As Mark said in his post, “almost 50 percent of all Facebook users are members of regional networks, so this is an important issue for us.” Yes, Mark, but with regional groups now gone, it no longer is.

Image: Ian Boyd

4 thoughts on “Facebook takes down the walled gardens

  1. Great post Ben – a nice and objective assessment of the situation.

    I think the opt in/opt out analogy is a good one here. Most FB users won’t give it a second thought.

    It makes you think, if Zuckerberg and crew is doing it to further capitalize from wall-less networks, Can’t lawmakers see the light and see an “opt-in” approach’s value for something more important like organ donation?

    Just recently discovered your blog – great stuff – really enjoying it!


  2. Interesting post, Ben.
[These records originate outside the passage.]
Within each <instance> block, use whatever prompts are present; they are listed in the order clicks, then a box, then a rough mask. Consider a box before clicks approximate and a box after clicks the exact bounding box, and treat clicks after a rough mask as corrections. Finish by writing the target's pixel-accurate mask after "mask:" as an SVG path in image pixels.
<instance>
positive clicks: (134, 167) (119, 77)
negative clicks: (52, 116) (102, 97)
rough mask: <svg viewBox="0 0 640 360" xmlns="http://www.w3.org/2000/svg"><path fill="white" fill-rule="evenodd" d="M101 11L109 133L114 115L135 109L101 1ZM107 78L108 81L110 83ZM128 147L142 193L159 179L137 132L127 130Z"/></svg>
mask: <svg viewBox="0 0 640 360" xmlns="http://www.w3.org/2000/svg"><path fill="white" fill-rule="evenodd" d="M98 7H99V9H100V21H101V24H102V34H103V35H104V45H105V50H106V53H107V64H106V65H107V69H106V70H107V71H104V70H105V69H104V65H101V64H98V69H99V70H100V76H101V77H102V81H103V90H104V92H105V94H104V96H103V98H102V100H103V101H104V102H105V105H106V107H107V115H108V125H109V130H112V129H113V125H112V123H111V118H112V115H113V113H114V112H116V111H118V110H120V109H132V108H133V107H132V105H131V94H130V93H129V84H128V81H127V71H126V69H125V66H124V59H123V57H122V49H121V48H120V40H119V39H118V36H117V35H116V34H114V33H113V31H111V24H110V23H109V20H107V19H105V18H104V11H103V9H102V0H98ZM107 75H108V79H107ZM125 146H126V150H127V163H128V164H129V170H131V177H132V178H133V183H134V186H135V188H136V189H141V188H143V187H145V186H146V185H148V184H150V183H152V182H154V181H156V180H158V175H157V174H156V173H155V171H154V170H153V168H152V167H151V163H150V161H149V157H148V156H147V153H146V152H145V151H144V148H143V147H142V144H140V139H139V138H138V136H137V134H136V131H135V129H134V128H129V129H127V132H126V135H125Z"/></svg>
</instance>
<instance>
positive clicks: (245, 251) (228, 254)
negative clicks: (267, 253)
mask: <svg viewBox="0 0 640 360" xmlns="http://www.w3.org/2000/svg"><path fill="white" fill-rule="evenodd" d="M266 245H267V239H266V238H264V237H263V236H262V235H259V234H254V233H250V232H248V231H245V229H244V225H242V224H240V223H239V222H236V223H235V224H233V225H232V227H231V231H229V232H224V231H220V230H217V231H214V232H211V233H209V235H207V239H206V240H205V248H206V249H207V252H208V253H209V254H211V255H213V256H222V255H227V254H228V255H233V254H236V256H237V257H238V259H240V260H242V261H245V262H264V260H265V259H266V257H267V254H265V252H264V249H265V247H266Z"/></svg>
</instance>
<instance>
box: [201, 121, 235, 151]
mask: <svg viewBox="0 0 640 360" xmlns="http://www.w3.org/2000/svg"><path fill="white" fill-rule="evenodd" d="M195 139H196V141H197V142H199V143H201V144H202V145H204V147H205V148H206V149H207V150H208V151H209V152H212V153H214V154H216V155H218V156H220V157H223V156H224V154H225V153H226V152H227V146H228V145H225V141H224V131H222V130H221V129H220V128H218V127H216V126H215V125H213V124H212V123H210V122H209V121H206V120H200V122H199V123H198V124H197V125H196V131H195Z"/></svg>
My take: Facebook is a free service, so Zuckerberg should be able to monetize it anyway he wants. If people can’t be bothered to take responsibility for their own privacy, that’s not his problem. Further, if people don’t like Facebook policies, they can close their accounts and stop using it altogether. Let the market decide.

  3. Bill, you are right, it is free. But it is an interesting change in expectations if people assume their privacy is set one way and it suddenly gets opened up another.

    On a positive take, it could be a move by Facebook to also engage users more with other users. We’ve seen similar moves with the recommendations on the right side (although I hate it when FB asks me to talk to my mom). If a more open network creates more connection, Metcalfe’s network utility goes up a notch.

    Just be careful with those college drinking photos.